The situation described by this incident report is based on our understanding of the relation between an ICA and its intermediate certificates.
We realise that our understanding differs from the expectations of members in the community. We will make our best effort to interpret relevant requirements more literally and not so much using our own judgement.

Comment 2

[Ryan Sleevi]

It sounds like we don't have a clear timeline for when the proposed remediation (revocation) will be completed (per Comment #0 / Comment #1)

However, I'm greatly encouraged by Buypass recognizing that Audits are timestamped statements, and they cannot be retroactively corrected and amended. This is considerably more reassuring than how other CAs have attempted to treat these serious issues, and worthy of commendation.

Mads: When can we expect an update from your investigation? It's been a week since the determination was made.

Comment 3

[Mads Henriksveen]

We have decided to revoke 6 of the intermediate certificates Tuesday October 12th (tomorrow).

Based on analyzing OCSP requests we have reason to believe that the last 2 intermediate certificates are still extensively used and we must do some more investigations before we decide a revocation date for them.

The 2 intermediate certificates still under investigation are https://crt.sh/?id=767143 and https://crt.sh/?id=1452271.

Comment 4

[Mads Henriksveen]

We have revoked 6 intermediate certificates today.
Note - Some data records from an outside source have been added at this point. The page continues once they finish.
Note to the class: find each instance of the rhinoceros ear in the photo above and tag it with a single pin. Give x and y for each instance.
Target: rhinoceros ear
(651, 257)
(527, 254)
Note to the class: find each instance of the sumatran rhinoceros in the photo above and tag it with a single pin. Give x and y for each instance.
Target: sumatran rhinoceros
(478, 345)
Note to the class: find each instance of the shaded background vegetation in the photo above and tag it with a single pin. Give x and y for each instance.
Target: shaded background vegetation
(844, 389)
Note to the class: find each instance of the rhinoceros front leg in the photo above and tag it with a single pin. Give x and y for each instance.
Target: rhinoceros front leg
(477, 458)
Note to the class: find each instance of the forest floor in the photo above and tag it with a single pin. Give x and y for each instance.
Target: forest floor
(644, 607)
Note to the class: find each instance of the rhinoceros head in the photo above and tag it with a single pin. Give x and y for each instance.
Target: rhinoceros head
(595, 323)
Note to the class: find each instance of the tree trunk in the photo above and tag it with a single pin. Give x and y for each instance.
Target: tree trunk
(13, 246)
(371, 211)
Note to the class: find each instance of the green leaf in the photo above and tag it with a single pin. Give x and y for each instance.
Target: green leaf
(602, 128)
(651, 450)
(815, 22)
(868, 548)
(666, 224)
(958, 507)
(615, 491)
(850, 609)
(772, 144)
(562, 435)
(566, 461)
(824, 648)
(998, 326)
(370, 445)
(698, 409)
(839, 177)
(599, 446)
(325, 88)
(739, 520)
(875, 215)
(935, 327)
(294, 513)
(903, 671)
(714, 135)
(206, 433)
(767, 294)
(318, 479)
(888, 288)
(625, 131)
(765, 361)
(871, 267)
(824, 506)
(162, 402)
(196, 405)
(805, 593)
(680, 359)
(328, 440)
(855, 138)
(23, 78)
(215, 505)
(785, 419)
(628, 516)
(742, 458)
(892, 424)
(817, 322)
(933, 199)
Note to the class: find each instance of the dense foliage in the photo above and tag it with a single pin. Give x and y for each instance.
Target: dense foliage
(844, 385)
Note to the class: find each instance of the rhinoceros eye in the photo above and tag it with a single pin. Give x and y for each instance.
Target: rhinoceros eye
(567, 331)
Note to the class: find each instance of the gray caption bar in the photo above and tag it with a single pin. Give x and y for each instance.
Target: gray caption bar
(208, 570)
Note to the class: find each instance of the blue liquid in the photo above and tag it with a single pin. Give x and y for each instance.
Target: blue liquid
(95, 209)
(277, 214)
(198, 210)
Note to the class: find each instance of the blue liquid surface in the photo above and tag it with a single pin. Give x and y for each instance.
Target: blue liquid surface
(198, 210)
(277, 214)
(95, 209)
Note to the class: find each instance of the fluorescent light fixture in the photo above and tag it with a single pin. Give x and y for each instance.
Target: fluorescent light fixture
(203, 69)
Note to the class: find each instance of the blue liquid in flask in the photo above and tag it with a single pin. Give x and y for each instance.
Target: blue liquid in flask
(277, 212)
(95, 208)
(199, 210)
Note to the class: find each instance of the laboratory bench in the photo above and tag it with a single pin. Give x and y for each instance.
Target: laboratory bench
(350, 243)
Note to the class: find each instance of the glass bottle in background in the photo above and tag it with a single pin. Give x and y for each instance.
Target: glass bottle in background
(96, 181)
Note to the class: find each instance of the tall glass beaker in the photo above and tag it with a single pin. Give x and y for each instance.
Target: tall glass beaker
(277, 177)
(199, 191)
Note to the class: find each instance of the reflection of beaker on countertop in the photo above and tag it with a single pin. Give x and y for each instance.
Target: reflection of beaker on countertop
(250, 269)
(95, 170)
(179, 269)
We have not yet decided a revocation date for the last 2 intermediate certificates.

Comment 5

[Mads Henriksveen]

We have set the revocation date for the last two intermediate certificates to Tuesday 21 April.

Comment 6

[Ryan Sleevi]

Wayne: Bug 1598319 is tracking the revocation here. I wasn't sure if you had further questions from Comment #1, or if you wanted to close this out and track the delayed revocation in the separate issue.

In terms of steps taken for the root cause here, Comment #0 / Comment #1 contains the following:

The situation described by this incident report is based on our understanding of the relation between an ICA and its intermediate certificates.
We realise that our understanding differs from the expectations of members in the community. We will make our best effort to interpret relevant requirements more literally and not so much using our own judgement.

Comment 7

[Wayne Thayer]

Given that there is a separate bug tracking the revocation of these ICAs, resolving this bug.